Indian climate change activist (1958–2020)

Rakesh Bakshi (4 June 1958 - 13 April 2020), was an Indian climate change activist, professor, and businessman. He founded Solchrome Private Limited and RRB Energy Limited. In 1991, Rakesh Bakshi was awarded Padma Shri, India's 4th highest civilian award, by then-President of India, Shri. R. Venkataraman, in recognition of his commendable contributions to the field of renewable energy sources. He is the first Indian to be honored with this award for working in the field of renewable energy.

==Early life==
Rakesh Bakshi was born in London on 4 June 1958. He graduated from the National Institute of Technology Kurukshetra and achieved postgraduate qualifications in computer science and foreign trade. After completing his studies, he set up companies to research, manufacture, and implement renewable power plants. He was a guest lecturer at IIT for a short time.

==Career==
Rakesh Bakshi is credited as the founder of the following companies that work in the field of researching and manufacturing renewable energy generation equipment, mainly in the area of wind power generation.
- Solchrome Private Limited - the first Continuous Plating Solar Selective Coating Plant established in India.
- RRB Energy Limited
- Eco RRB Infra Private Limited
Rakesh Bakshi contributed as an eco-preneur - an entrepreneur in environmentally-friendly technology and businesses. He ventured into the commercial application of products and services in the field of renewable energy. He was a forerunner in establishing wind power as a major source of power generation in India.

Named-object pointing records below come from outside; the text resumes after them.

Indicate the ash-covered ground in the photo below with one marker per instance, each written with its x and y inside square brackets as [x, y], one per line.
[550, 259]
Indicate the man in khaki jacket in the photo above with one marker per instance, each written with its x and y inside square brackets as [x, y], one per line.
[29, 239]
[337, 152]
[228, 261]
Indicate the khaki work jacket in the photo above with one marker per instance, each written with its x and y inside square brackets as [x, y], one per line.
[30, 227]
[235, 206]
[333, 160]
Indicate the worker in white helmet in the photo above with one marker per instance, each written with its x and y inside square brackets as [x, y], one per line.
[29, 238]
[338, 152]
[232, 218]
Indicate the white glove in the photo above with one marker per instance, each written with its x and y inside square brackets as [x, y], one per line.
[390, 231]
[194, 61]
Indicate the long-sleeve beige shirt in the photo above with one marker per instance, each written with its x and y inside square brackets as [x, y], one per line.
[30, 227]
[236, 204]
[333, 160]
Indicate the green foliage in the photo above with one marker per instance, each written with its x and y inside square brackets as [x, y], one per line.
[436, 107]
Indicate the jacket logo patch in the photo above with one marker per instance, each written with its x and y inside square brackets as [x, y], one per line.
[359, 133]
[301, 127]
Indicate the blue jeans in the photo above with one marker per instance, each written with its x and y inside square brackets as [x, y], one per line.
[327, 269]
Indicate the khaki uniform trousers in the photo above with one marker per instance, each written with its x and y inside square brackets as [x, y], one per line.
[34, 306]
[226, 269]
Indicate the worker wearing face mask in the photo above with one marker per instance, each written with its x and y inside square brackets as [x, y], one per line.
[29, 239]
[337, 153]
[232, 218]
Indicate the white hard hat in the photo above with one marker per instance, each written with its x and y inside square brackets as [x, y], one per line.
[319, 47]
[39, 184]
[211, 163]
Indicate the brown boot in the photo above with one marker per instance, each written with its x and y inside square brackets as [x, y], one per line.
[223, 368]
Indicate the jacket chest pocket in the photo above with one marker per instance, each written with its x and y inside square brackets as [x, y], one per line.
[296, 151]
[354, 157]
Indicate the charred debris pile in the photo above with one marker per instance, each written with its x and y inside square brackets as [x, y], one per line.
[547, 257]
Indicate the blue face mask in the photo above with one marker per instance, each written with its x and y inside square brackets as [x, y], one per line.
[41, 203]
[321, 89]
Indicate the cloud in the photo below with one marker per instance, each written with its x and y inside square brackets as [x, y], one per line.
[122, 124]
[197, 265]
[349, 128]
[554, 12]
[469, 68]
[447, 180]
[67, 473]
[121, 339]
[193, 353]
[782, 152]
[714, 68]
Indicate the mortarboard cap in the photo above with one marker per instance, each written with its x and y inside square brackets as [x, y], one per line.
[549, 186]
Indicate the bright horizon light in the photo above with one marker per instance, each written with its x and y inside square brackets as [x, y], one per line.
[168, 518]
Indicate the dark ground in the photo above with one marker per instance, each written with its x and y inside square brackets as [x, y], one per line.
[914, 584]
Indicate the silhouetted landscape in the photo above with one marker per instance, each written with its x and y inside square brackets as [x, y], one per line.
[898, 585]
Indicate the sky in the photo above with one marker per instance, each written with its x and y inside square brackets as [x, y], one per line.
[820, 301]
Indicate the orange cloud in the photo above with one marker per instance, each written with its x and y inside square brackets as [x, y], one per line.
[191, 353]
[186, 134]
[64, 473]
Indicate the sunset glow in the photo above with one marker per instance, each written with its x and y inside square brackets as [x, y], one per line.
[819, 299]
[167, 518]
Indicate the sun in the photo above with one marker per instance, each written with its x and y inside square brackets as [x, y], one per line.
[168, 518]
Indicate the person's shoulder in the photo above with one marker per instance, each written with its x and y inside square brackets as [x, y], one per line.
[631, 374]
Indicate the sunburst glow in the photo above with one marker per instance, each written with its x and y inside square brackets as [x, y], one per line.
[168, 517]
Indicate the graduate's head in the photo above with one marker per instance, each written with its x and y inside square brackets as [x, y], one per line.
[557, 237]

Rakesh Bakshi introduced to the Indian energy sector some of the most advanced technologies in the field of renewable energy and wind power energy from Europe and Canada. Rakesh Bakshi's companies also marketed and exported renewable energy products and services globally, to countries including Spain, Germany, the Netherlands, Denmark, Greece, Malaysia, Mauritius, Botswana, Korea, Australia, Cyprus, the U.K, and Turkey.

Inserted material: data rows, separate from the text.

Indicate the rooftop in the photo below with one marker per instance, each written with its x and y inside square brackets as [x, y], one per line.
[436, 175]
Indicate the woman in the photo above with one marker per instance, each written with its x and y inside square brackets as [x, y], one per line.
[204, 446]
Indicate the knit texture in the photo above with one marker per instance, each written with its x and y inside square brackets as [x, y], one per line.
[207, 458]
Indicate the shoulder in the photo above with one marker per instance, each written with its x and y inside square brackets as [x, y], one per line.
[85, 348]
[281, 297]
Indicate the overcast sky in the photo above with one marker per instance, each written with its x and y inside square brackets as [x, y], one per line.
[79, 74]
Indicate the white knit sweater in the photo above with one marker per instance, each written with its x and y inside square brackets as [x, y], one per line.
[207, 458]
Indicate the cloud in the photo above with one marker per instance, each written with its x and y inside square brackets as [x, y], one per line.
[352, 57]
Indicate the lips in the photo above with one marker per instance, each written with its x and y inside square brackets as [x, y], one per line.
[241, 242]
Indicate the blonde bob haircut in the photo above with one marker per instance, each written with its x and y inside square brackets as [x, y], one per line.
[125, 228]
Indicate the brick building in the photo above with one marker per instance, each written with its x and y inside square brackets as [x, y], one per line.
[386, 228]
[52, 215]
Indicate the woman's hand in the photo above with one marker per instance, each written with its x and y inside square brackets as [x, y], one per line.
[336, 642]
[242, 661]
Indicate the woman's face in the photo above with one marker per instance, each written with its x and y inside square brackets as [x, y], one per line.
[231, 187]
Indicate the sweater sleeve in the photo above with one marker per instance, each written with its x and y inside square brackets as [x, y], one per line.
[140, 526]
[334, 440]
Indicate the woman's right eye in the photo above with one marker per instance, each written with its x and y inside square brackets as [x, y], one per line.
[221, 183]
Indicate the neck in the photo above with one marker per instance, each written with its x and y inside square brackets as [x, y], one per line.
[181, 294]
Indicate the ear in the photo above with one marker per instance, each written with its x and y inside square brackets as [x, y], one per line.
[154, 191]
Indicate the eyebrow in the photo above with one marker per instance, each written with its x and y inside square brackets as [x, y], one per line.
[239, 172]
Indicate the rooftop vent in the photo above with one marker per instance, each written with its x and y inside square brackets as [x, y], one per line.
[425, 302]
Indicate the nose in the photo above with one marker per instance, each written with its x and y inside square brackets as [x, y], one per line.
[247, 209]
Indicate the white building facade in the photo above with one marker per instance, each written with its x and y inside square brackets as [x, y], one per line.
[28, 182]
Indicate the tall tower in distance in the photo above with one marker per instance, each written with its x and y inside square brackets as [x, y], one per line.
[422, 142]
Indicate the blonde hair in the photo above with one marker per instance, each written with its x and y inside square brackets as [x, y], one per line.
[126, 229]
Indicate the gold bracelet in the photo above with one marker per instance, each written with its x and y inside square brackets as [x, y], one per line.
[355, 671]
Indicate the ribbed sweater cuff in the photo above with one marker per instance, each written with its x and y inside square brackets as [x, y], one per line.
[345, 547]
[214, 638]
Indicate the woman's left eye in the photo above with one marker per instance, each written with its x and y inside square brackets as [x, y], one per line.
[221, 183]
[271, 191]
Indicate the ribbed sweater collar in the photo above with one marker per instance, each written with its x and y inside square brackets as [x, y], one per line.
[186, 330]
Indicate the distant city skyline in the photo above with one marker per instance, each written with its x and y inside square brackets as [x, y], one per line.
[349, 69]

==Awards and recognitions==
- Padma Shri - 1991
- Prince Henrik's Medal of Honour from Denmark - 1997
- Climate Technology Leadership Award United Nations Framework Convention on Climate Change - 1999
- Udyog Rattan
- 2000 Millennium Award
- SESI Business Leadership Award from Solar Energy Society of India- 2005
- Lifetime Achievement Award
- Rotary's "For The Sake Of Honour" Award
- Order of the Star of Italian Solidarity, Knight Commander
- German Cross of the Order of Merit

==Titles==
- Wind Energy Pioneer
- Green Maharaja

==Personal life==
Rakesh Bakshi married Seema Bakshi, daughter of Brigadier Dr. Kapil Mohan (chairman and managing director of Mohan Meakin Limited), who comes from one of the most respected and highly illustrious families of India. She died on 11 October 2017 in Chennai. He has three children: Shweathambri Bakshi (daughter), Riteesh Mohan Bakshi (son), and Raghav Mohan Bakshi (son).